In the study, lesions were graded as malignant or benign based on the difference in their size on conventional B-mode ultrasound and elasticity imaging. If a lesion was smaller on elasticity imaging than on B-mode ultrasound, it was classified as benign (Figure 1); if larger, it was considered malignant (Figure 2).
Of 80 patients with 123 breast lesions, elasticity imaging correctly predicted all 17 lesions that were malignant at biopsy and 105 of 106 lesions that were benign. The technique had a sensitivity rate of 100%, specificity rate of 99%, positive predictive value of 94%, and negative predictive value of 100%, Dr. Barr said.

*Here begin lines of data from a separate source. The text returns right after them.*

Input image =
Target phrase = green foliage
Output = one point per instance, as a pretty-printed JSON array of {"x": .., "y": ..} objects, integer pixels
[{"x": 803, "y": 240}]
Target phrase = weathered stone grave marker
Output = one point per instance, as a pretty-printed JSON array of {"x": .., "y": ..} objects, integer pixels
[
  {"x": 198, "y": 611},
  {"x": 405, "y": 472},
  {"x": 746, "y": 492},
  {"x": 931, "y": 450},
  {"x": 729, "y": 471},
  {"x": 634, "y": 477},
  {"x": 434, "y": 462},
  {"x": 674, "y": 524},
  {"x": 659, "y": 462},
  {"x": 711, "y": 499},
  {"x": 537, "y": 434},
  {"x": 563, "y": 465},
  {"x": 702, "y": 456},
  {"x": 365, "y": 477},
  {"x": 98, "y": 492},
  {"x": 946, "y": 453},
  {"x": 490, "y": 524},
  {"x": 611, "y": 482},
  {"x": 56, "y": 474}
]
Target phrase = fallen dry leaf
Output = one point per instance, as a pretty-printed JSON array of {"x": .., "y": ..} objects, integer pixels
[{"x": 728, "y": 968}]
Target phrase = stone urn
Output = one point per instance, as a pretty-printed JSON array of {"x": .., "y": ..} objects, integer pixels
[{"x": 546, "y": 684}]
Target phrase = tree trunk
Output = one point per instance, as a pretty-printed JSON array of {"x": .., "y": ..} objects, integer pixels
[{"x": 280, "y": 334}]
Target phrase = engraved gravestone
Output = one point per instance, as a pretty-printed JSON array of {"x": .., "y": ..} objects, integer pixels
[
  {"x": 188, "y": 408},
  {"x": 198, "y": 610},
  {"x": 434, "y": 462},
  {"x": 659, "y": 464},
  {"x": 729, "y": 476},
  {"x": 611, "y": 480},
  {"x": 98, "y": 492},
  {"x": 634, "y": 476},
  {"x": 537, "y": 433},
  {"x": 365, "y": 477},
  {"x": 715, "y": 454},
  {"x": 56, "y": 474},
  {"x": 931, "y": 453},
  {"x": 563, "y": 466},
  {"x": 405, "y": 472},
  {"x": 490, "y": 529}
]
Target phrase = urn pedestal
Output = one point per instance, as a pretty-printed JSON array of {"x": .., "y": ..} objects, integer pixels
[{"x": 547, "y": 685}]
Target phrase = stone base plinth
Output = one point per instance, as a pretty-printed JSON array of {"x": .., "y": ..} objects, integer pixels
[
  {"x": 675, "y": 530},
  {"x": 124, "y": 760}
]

May Reduce Unnecessary Biopsies
These early findings suggest that the software, which can be added to conventional ultrasound systems, may significantly reduce the number of biopsies performed each year. Dr. Barr noted that approximately 1.4 million breast biopsies are performed annually, and 80% find only benign masses. "Elasticity imaging may be able to decrease the need for biopsy or additional imaging, including the patient anxiety that is associated with finding new lesions and undergoing a biopsy," he said.
Elasticity imaging also is providing some unique observations about breast lesions, Dr. Barr noted. Cysts, which are seen as thin-walled structures that are free of fluid on conventional ultrasound imaging, have a characteristic bull's eye appearance on elasticity, with white dots inside and posterior to the lesion (see Figure 3).